Collisions between DNA replication complexes (replisomes) and impediments such as damaged DNA or proteins tightly bound to the chromosome lead to premature dissociation of replisomes at least once per cell cycle in Escherichia coli. Left unrepaired, these events produce incompletely replicated chromosomes that cannot be properly partitioned into daughter cells. DNA replication restart, the process that reloads replisomes at prematurely terminated sites, is therefore essential in E. coli and other bacteria. Three replication restart pathways have been identified in E. coli: PriA/PriB, PriA/PriC, and PriC/Rep. A limited number of genetic interactions between replication restart and other genome maintenance pathways have been defined, but a systematic study placing replication restart reactions in a broader cellular context has not been performed. We have utilized transposon insertion sequencing to identify new genetic interactions between DNA replication restart pathways and other cellular systems. Known genetic interactors with the priB replication restart gene (uniquely involved in the PriA/PriB pathway) were confirmed and several novel priB interactions were discovered. Far fewer connections were found with the PriA/PriC or PriC/Rep pathways, suggesting a primacy role for the PriA/PriB pathway in E. coli. Targeted genetic and imaging-based experiments with priB and its genetic partners revealed significant double-strand DNA break (DSB) accumulation in strains with mutations in dam, rep, rdgC, lexA, or polA. Modulating the activity of the RecA recombinase partially suppressed the detrimental effects of rdgC or lexA mutations in ΔpriB cells. Taken together, our results highlight roles for several genes in DSB homeostasis and define a genetic network that facilitates DNA repair/processing upstream of PriA/PriB-mediated DNA replication restart in E. coli.

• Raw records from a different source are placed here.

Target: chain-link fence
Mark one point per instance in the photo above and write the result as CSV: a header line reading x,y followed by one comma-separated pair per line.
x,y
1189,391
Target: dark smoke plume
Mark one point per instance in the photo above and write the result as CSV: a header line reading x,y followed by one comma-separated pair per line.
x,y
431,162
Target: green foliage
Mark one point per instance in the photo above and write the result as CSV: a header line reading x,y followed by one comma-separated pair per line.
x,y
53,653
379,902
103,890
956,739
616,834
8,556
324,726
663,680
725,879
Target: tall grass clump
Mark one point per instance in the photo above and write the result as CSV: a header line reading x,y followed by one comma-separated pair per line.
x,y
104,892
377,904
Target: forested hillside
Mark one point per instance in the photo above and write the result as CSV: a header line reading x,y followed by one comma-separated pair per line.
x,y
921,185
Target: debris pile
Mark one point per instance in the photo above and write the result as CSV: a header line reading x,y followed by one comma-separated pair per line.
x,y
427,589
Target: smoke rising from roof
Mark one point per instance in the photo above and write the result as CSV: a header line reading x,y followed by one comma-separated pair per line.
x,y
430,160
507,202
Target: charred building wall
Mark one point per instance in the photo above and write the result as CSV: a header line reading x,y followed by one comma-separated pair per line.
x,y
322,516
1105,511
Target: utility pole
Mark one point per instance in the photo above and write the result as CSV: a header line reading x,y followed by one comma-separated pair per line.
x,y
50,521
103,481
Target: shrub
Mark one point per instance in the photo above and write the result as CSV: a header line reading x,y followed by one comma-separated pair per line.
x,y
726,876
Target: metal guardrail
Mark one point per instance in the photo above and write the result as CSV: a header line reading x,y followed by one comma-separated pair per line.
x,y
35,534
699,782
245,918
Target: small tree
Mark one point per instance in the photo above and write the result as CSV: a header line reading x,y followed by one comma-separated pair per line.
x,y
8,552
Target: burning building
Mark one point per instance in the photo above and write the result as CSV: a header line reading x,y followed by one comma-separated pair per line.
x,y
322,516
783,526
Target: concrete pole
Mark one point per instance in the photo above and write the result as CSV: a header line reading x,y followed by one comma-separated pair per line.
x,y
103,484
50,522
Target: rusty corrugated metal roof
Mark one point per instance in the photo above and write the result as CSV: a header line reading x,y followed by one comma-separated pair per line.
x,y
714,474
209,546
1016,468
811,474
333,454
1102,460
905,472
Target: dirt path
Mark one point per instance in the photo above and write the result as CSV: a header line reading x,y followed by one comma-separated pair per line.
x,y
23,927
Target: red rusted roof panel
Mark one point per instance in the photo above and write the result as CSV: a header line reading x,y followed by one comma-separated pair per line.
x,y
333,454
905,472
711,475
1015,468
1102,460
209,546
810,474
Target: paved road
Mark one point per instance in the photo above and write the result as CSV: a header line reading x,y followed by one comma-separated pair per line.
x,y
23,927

An E. coli strain carrying MuGam-GFP (SMR14334) was derivatized to carry the sulB103 allele (wt) before P1 transduction deleted other genes of interest. Saturated cultures were diluted 100x and grown in LB for 30 min at 37 °C to enter the early exponential phase. MuGam-GFP expression was then induced at 100 ng/mL doxycycline and growth continued for an additional 2.5 hr at 37 °C. Cells were pelleted and resuspended in 1x PBS buffer (to OD₆₀₀ of 1.0) and placed on ice. About 15 min prior to imaging, cell membrane stain FM 4-64 (5 mM) was added, and 2-3 µL of cells were sandwiched between a 24x50 mM, No. 1.5 coverslip (Azer Scientific) and a 1.5% agarose pad. All cells were imaged at room temperature with a motorized inverted Nikon Ti-eclipse N-STORM microscope equipped with a 100x objective and ORCA Flash 4.0 digital CMOS C13440 (Hamatsu). Imaging was performed using NIS-Elements software with the microscope in epifluorescence mode. Cells were first imaged in the brightfield (4.5 V, 100 ms exposure). Visualization of the cell membranes was performed in the DsRed channel to ensure the focusing (4.5 V, 50 ms exposure) and then MuGam-GFP was imaged in the GFP channel (4.5 V, 50 ms exposure). Growth, preparation, and imaging were performed for each strain in biological triplicate.

Analysis of cell features was performed with Fiji software (ImageJ) equipped with plugins as described previously: Single Molecule Biophysics (https://github.com/SingleMolecule/smb-plugins) and MicrobeJ. Briefly, the nd2 raw images for each strain (4 to 8 per replicate with a maximum difference of 2 images within triplicate) were concatenated together by channels. The image processing of each channel was carried out the same way and uniformly throughout the field of view. The scale of all images was corrected to fit the Hamamatsu camera scale. The brightfield and DsRed image stacks were auto-scaled while the GFP images were processed with discoidal averaging of 1-5 and intensity scale set at 0-300. Both brightfield and DsRed channels were cleaned by running a Bandpass filter 10_2 with autoscale 5, a rolling sliding stack of 10, and an enhance contrast of 0.1. Channel stacks were converted to 8 bits before analysis in MicrobeJ. For the analysis, hyperstacks combining only the FM 4-64 and GFP channels were generated in MicrobeJ. From these hyperstacks, cell outlines were detected in the DsRed channel using the default method with a threshold of +25. Within identified cells, GFP foci were detected using the maxima features as foci with a Gaussian fit constraint. The exact setup used to identify bacteria and MuGam-GFP foci in MicrobeJ is available (Final Bacteria setup 1_5 foci 90) as a .xml file. After automatic detection, cells were manually sorted to remove poorly fitting outlines or outlines fitting to cells out of focus. Cell features analysis acquired with MicrobeJ (cell ID, cell length, number of foci per cell, foci intensity, and size) were exported as .csv files. Plots and statistical analysis were generated and performed with GraphPad Prism software. At least 650 single cells were analyzed for each condition. 

Microsoft Excel; Fiji (equipped with single molecule and MicrobeJ plugins); GraphPad Prism.